Se veía venir. Sería una sesión tensa en el Pleno del Congreso capitalino y los pronósticos no fallaron.

La reforma electoral que impulsan Morena y Claudia Sheinbaum provocó gritos, empujones, acusaciones e insultos durante la sesión ordinaria de este jueves 26 de mayo.

Legisladores de la oposición tomaron una parte de la tribuna y de la Mesa Directiva.

Extendieron una pancarta en la que se leía: “Morena verdugos de  la democracia”.

Los diputados de la 4T corrieron e hicieron lo propio en otra zona de la misma tribuna y de la Mesa.

También extendieron sus pancartas en las que acusaban a los del PAN, PRI y PRD de “vende patrias”.

Abajo, entre curules y pasillos e incluso en la cabina de audio, privaron el desorden, los jaloneos y gritos que en algunos momentos escalaron al punto de la amenaza, como ocurrió con los panistas Diego Garrido y Ricardo Rubio.

PLENO DESASTRE

El debate comenzó a subir de tono desde el inicio de la reunión del Pleno, al votarse el orden del día de la sesión.

Los panistas intentaron reventar el quórum para no votar el acta de la sesión anterior y el orden del día, pero Morena reunió a su mayoría para poderle dar continuidad a la reunión del Pleno.

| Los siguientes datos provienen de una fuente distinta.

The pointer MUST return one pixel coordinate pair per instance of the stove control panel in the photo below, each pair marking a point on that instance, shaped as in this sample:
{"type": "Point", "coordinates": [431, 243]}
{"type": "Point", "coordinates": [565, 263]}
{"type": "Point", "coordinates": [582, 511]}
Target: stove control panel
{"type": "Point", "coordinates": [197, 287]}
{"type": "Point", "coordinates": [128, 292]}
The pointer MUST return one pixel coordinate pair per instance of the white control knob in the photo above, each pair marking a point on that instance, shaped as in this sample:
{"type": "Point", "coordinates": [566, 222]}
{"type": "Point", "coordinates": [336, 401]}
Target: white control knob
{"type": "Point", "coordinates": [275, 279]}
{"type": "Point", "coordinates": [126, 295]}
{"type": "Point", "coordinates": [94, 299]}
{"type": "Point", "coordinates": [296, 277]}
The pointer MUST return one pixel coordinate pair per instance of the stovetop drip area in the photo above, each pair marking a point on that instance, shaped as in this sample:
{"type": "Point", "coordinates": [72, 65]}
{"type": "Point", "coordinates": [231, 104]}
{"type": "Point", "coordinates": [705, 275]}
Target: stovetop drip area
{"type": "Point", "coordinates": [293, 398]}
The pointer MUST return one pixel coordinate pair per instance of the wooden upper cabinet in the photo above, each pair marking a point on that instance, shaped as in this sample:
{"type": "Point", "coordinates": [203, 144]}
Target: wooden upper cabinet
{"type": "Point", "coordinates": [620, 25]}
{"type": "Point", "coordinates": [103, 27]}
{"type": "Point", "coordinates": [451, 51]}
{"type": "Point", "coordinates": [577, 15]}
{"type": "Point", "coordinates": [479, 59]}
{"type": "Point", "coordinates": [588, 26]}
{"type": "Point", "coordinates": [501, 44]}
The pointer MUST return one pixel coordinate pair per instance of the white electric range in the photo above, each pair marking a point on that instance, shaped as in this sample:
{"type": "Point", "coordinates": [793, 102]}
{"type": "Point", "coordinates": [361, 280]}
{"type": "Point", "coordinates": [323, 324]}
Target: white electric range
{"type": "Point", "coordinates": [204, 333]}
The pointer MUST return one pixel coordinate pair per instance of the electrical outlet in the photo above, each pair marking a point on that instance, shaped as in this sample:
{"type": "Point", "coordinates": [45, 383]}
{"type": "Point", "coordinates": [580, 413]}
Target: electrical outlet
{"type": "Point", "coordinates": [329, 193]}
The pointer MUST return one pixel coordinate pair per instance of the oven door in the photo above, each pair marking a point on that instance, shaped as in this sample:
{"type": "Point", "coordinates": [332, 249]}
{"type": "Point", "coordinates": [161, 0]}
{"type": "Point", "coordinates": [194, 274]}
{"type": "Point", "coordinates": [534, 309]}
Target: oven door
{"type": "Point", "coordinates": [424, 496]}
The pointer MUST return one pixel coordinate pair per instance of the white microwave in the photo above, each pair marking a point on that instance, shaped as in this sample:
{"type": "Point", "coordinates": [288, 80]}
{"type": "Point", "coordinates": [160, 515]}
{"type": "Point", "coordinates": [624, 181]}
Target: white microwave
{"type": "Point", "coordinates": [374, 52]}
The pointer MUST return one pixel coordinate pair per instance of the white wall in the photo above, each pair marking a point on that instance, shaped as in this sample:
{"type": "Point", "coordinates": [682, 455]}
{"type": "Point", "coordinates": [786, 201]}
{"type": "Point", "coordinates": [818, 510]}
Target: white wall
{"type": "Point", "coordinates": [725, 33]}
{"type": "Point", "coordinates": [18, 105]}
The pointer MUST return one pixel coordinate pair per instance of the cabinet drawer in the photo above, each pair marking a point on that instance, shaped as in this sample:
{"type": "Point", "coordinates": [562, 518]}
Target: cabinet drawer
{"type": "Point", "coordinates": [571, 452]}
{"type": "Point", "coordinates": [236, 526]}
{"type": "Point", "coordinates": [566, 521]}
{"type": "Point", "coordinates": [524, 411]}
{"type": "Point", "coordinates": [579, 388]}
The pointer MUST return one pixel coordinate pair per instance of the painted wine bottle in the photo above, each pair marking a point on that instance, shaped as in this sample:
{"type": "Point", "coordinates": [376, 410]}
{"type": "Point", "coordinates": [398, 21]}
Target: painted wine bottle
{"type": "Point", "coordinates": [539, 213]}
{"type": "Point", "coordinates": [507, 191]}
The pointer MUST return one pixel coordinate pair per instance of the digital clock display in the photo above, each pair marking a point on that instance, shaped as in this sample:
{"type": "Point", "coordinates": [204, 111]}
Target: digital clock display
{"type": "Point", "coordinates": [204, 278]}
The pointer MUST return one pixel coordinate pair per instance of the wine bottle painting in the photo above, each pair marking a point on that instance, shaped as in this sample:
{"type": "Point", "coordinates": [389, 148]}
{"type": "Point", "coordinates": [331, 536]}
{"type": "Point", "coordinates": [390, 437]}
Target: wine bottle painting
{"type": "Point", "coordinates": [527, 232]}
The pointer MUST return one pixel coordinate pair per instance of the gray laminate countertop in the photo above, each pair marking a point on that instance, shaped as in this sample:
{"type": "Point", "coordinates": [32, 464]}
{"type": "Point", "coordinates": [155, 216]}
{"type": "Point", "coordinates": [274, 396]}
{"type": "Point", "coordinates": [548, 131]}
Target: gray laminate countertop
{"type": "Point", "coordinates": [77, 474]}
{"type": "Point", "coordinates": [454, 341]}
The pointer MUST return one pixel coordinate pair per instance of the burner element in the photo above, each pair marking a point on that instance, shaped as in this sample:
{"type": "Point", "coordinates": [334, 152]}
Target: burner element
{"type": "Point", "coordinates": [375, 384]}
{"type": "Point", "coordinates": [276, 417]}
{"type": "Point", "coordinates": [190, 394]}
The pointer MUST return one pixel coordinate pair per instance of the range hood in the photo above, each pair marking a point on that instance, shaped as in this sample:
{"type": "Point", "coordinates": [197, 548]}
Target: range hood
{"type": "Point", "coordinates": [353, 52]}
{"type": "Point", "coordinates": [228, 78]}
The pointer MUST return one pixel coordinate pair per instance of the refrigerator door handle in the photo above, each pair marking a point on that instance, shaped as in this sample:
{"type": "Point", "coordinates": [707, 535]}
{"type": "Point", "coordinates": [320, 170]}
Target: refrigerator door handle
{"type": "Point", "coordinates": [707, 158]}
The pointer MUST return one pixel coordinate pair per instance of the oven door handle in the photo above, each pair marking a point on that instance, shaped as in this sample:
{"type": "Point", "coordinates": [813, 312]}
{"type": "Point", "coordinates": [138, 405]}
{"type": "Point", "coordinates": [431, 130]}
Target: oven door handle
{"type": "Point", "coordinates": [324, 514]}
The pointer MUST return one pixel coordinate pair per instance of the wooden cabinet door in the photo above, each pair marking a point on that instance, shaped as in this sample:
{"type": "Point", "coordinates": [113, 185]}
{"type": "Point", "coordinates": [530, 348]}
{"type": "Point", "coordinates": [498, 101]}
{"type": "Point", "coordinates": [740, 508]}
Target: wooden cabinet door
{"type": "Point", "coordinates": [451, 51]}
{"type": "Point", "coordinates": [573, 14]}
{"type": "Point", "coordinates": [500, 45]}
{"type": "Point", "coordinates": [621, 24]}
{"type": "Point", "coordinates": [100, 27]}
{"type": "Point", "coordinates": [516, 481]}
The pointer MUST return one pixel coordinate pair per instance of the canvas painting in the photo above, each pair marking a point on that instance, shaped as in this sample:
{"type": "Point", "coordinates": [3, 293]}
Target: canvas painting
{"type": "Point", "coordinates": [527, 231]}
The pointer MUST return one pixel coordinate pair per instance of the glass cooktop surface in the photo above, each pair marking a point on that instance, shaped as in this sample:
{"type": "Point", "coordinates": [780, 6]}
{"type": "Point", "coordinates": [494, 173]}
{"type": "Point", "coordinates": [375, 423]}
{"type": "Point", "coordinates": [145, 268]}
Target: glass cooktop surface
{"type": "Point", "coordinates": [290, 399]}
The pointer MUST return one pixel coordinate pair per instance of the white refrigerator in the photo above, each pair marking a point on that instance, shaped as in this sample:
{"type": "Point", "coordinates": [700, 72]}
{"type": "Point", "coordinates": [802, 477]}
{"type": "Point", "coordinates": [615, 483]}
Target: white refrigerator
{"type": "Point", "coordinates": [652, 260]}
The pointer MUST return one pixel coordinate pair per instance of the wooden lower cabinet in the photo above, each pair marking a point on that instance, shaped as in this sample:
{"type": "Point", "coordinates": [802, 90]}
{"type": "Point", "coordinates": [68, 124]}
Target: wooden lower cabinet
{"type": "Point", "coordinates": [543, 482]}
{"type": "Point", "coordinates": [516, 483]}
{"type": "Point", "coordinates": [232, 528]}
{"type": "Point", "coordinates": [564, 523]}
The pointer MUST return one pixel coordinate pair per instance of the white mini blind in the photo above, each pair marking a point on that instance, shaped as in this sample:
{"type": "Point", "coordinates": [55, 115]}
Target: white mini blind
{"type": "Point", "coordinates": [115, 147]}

El presidente de la Mesa, el morenista Héctor Díaz Polanco, notificó la existencia de un oficio de parte de la presidenta del Instituto Electoral, Patricia Avendaño.

En el documento, la consejera pedía un parlamento abierto para discutir esta reforma electoral, la cual elimina cinco unidades administrativas en el Instituto Electoral y provocará el despido de 105 trabajadores del organismo.

Diego Garrido lamentó que Díaz Polanco no motivó ni justificó legalmente por qué negó la petición del IECM para el parlamento abierto.

Lo acusó de ser un presidente faccioso, autoritario y dictatorial.

“Usted ofrece granaderos en vez de parlamento abierto”, le dijo Garrido a Díaz Polanco.

Se refería al operativo de policías que parecen granaderos, pero que según no son granaderos y que con escudos y vallas cercaron durante la mañana las calles que rodean el recinto legislativo de Donceles y Allende.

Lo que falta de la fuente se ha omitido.